Creating a PhD thesis is an incredibly long project, filling three or four years full-time, or six or more on a part-time basis. It can be quite difficult to stay motivated throughout (and, indeed, through a shorter BA or MA dissertation), so here are a few tips and tricks which I feel might help if you’re desperately wanting to do something – anything! – else.
- Split up your study time into manageable chunks; create a routine for yourself. I tend to work from nine until five every weekday, with a break of forty minutes or so for lunch, and the odd five minutes away from the books or keyboard throughout the day in order to make cups of tea, answer texts, check Instagram, or talk to a friend. A routine like this can really help you to be productive during the week, whilst giving you well-earnt weekends off, in which you can exercise your freedom.
- Allow yourself a treat; for every text you read, block of notes which you type up, or 1,000 words you write, go ahead and eat that doughnut, have that much-needed nap, or order that new top/book/lipstick, etc..
- Talk to someone about your project; I have found that discussing what you are setting out to do, and what you have achieved in the last week or month with a friend or academic acquaintance can be very therapeutic, and can rekindle your love for your subject.

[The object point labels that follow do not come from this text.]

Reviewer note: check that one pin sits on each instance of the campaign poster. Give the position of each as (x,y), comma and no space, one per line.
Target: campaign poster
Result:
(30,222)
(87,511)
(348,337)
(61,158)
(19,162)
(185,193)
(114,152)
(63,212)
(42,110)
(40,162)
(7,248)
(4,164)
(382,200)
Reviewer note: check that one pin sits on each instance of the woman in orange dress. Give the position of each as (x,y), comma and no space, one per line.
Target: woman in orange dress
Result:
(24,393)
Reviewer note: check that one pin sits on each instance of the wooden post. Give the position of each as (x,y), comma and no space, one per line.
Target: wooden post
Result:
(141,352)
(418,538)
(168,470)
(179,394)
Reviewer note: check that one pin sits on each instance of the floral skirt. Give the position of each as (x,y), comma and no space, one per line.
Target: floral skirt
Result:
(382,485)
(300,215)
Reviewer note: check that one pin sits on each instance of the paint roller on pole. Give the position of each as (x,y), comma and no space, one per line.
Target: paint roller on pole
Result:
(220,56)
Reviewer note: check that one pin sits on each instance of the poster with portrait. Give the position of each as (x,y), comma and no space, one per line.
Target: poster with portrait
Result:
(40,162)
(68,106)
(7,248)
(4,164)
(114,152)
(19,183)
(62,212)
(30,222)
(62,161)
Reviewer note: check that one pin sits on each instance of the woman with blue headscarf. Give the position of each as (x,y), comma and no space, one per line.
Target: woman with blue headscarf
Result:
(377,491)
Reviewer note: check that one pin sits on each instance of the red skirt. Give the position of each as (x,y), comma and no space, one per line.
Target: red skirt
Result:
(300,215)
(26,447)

It doesn’t have to be an in-depth discussion; try talking to someone for five minutes about what you’re setting out to do, and feel the passion just flowing back in swathes.
- Vary your reading; it’s easy to feel as though you are reading about the same topics over and over – which, let’s face it, at this level, and when working on one particular topic, you probably are. Try and choose something a little different for yourself, and always endeavour to have a book close to hand which isn’t anything to do with your project, but which you still want to do. If you feel as though you need a break from research, read a chapter or two.
- Meditate, or practice yoga; It’s important to do constructive things which are still useful in your daily life, and such exercises can strike the right chord. I’ve not personally meditated before, but I do have a daily pilates routine, which I feel relaxes me.
- Go for a walk or run; if you’re really stuck, a little tired, or you just want a little fresh air, go out and explore. Whether walking or running, fresh air will do you the world of good, and is sure to invigorate you for the rest of the day.
- Write something; choose a topic which isn’t related to your project, and do a little creative writing. If you prefer structured writing, then create a blog, or write a book review of something which you read recently. The process should help to calm and invigorate.
- Have a day off; or even a week off. At this level, ‘me’ time is so important. It’s very easy to get stuck in a routine of working seven days a week and feeling like you never have a break. Taking time for yourself, in which to do things that you love – relaxing, exploring new places, maybe even taking a holiday – is both welcome and expected. For your wellbeing alone, try taking a midweek weekend, where you do everything you like to do on your days off. It will make sure that any stress you’re feeling will go right away.
I hope that these motivational tips are useful to you, and if you have anything else to share which helps you to relax and stay on top of and interested within your project, please let us know in the comments.